# Groin/kidney protector



## Jagermeister (Dec 26, 2005)

Any of you guys ever use one of these?

http://www.fairtexgear.com/html_documents/gear/gear_item.asp?p_id=63


----------



## IcemanSK (Dec 27, 2005)

I've not used A Faittex, but I have a Reyes boxing cup w/ hips extentions like that. I've had a heck of a time kicking comfortably in it. Its great for boxing, not for kicking.


----------



## Jagermeister (Dec 28, 2005)

So you just use a standard athletic cup when sparring?


----------



## Jagermeister (Dec 28, 2005)

I suppose what I'm actually wondering is whether or not there is an advantage to the traditional steel cup (e.g. http://www.fairtexgear.com/html_documents/gear/gear_item.asp?p_id=62) or if the same cup that football or baseball players use will do just as well?


----------



## AdrenalineJunky (Dec 29, 2005)

Jagermeister said:
			
		

> I suppose what I'm actually wondering is whether or not there is an advantage to the traditional steel cup (e.g. http://www.fairtexgear.com/html_documents/gear/gear_item.asp?p_id=62) or if the same cup that football or baseball players use will do just as well?


 
Cup check: Buy two of the plastic cups you want to use, take one outside, place it on the ground and see how many times you can stomp on it before it breaks. I go with steel. . .I go with Fairtex. The "no foul protector" is really more for a padman, than for sparring. It's good for sparring when you have a fight comming up and you want to train full speed, but don't want to get injured pre-fight.


----------



## Jagermeister (Dec 29, 2005)

AdrenalineJunky said:
			
		

> Cup check: Buy two of the plastic cups you want to use, take one outside, place it on the ground and see how many times you can stomp on it before it breaks.



LOL.  Point taken.


----------



## AdrenalineJunky (Dec 29, 2005)

Jagermeister said:
			
		

> LOL. Point taken.


 
Some plastic cups are durable, some aren't.
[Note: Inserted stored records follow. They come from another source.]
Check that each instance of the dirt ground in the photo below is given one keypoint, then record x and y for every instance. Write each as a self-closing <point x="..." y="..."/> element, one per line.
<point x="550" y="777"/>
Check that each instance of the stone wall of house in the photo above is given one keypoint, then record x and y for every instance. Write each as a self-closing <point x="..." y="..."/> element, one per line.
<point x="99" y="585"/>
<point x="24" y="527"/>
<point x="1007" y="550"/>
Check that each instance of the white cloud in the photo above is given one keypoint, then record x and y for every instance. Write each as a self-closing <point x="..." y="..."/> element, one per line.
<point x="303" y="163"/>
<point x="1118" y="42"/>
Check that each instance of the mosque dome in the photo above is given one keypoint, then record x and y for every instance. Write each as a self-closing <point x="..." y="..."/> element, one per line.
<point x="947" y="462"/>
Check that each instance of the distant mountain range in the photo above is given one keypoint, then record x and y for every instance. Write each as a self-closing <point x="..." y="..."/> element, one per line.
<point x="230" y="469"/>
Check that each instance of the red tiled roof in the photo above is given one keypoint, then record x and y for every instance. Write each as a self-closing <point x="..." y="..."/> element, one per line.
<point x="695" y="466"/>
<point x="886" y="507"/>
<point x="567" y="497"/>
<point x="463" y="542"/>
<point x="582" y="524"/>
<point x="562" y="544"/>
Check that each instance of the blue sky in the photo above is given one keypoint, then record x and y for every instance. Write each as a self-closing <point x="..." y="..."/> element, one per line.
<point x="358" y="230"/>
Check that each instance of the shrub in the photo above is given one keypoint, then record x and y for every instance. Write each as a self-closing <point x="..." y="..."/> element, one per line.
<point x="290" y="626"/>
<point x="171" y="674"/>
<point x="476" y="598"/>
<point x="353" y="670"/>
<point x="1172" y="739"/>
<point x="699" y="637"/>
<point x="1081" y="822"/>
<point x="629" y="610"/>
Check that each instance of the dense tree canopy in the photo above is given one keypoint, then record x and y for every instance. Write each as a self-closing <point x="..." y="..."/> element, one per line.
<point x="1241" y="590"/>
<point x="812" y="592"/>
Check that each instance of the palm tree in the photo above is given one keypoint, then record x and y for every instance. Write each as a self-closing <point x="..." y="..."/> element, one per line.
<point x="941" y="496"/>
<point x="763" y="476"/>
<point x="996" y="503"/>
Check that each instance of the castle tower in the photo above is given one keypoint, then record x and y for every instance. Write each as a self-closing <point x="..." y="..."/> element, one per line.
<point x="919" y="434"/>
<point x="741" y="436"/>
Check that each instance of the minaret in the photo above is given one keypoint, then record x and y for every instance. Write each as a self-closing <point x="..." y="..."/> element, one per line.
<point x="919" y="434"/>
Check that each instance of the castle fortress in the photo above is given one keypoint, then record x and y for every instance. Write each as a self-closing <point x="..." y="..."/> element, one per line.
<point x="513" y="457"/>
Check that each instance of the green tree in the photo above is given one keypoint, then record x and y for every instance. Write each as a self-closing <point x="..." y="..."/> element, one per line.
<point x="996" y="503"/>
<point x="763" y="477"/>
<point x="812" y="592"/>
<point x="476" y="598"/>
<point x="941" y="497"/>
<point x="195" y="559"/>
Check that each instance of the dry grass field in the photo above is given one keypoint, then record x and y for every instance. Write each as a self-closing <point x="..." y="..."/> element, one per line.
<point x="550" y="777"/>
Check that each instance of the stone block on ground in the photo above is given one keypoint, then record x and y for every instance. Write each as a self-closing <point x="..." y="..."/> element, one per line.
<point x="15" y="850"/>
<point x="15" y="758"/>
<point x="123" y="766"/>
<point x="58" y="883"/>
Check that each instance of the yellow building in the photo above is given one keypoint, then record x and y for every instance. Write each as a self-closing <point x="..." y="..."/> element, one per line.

You'll want to know before taking the unavoidable, accidental knee to the boys downstairs.


----------



## IcemanSK (Jan 23, 2006)

For muay thai, I'd either go w/ a steel cup (it would serve your opponent to kick you there w/ that on!) or Ringside has a "kickiboxing cup" that is a bit bigger. Its still comfortable for kicking, tho.


----------